There is no cure or gene therapy for congenital central hypoventilation syndrome (CCHS). Treatment is entirely supportive and is based on assessment of respiratory impairment, cardiac dysfunction, and gastrointestinal dysfunction, as well as surveillance for underlying oncologic manifestations.


Medical Care

Congenital central hypoventilation syndrome (CCHS) is a lifelong condition. A multidisciplinary approach to provide for comprehensive care and support of every child is needed.

General measures

CCHS patients require biannual then annual evaluation to assess their ventilatory needs not only while awake and in all stages of sleep, but also with varying levels of activity while awake. Ventilatory response to different physiologic challenges while awake and asleep should also be assessed.

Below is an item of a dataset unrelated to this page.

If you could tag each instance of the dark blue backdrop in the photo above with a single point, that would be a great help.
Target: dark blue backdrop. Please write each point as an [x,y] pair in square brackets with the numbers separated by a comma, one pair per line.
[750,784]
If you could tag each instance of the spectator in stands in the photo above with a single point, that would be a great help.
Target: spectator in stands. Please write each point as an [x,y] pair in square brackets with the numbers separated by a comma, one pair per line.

Other testing that should be done on a semi-annual basis until age 3 and an annual basis after includes 72-hour Holter monitoring, echocardiography, assessment of autonomic nervous system dysregulation, formal neurocognitive assessment, polysomnography, and blood work (hemoglobin, hematocrit, reticulocyte count, and bicarbonate.) Surveillance based on mutation type is also recommended. Patients with long PARM mutations (28 repeats and longer) and NPARM mutations require chest imaging, abdominal imaging and urine catecholamine monitoring every 3 months until age 2 and every 6 months until age 7 to rule out neuroblastomas and other neural crest cell tumors. [1]

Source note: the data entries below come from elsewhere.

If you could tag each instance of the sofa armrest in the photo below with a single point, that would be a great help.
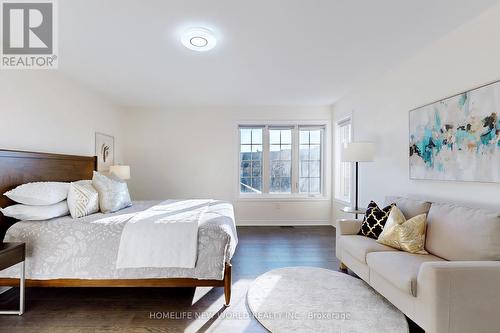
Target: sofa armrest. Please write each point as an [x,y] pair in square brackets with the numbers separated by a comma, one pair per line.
[348,227]
[459,296]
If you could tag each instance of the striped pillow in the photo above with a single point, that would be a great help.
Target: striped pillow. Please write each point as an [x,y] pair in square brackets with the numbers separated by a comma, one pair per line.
[83,199]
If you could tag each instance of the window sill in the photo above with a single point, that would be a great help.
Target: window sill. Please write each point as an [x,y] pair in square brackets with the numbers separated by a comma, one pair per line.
[343,202]
[278,197]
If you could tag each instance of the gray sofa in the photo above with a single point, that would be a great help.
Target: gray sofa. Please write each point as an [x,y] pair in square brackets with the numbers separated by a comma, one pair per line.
[456,288]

Ophthalmoplegia and other ocular anomalies have long been recognized to be occasionally present; therefore, a thorough and periodic (ie, every year) ophthalmologic evaluation is necessary

Reports of dysregulation in glucose homeostasis in patients with CCHS have been published. Patients can have asymptomatic episodes of hypoglycemia, which are thought to be due to hyperinsulinism. An observational study in France found that half the patients had either abnormal glucose values (mostly postprandial hyperglycemia) or impaired glucose tolerance. [31, 32] Autonomic nervous system abnormalities can affect glucose concentrations (either hyperglycemia or hypoglycemia) in CCHS; therefore, glucose monitoring should be considered.

Gastrointestinal problems

Infants with CCHS may have significant hypotonia and temporary feeding difficulties. In addition, moderate-to-severe gastroesophageal reflux is frequently present and may require early administration of prokinetic agents and antireflux medications, especially in patients with hypotonia, temporary feeding difficulties, and gastroesophageal reflux. Surgical procedures (such as percutaneous gastrostomy tube feeding insertion, antireflux surgical procedures, or both) may be necessary if these problems are severe or persistent.

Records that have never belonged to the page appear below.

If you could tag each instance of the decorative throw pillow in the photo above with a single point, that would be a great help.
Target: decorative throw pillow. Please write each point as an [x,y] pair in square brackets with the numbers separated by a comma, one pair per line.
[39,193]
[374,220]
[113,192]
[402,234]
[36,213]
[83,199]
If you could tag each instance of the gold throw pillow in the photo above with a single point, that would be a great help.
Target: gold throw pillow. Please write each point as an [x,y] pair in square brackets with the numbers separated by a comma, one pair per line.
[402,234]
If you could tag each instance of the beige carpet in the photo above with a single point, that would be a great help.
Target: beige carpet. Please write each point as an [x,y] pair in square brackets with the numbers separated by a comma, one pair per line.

For patients with Hirschsprung disease, surgical intervention and, sometimes, colostomy to relieve the distal intestinal obstruction, may be required. For patients with a history of constipation, consider barium enema, manometry, or full-thickness rectal biopsy.


Pharmacologic approaches to enhance the respiratory stability and promote eucapnia in patients with CCHS have been unsuccessful. Therefore, respiratory stimulants have no current role in the treatment of CCHS. [20]

Case reports have described progesterone, a known respiratory stimulus, establishing ventilatory response to carbon dioxide in patients with CCHS. [33] In vitro studies have described the use of 17-AAG and curcumin, used for treatments of tumors, as effective in promoting the clearance of mutant PHOX2B aggregates and restoring the activity of PHOX2B with the largest polyalanine expansion. [34]

Invasive mechanical ventilatory support

To date, most centers that provide long-term home care for children with CCHS use positive-pressure ventilation through a permanent tracheostomy. Depending on the severity of alveolar hypoventilation, some patients only need ventilatory support at night, while others may need it around the clock.

Ventilators should be used in the spontaneous intermittent mandatory ventilation (SIMV) mode. Because an uncuffed tracheostomy should be used to minimize granuloma formation, ventilator settings should compensate for air leaks around the tracheotomy tube by increasing volume and peak airway pressure as necessary.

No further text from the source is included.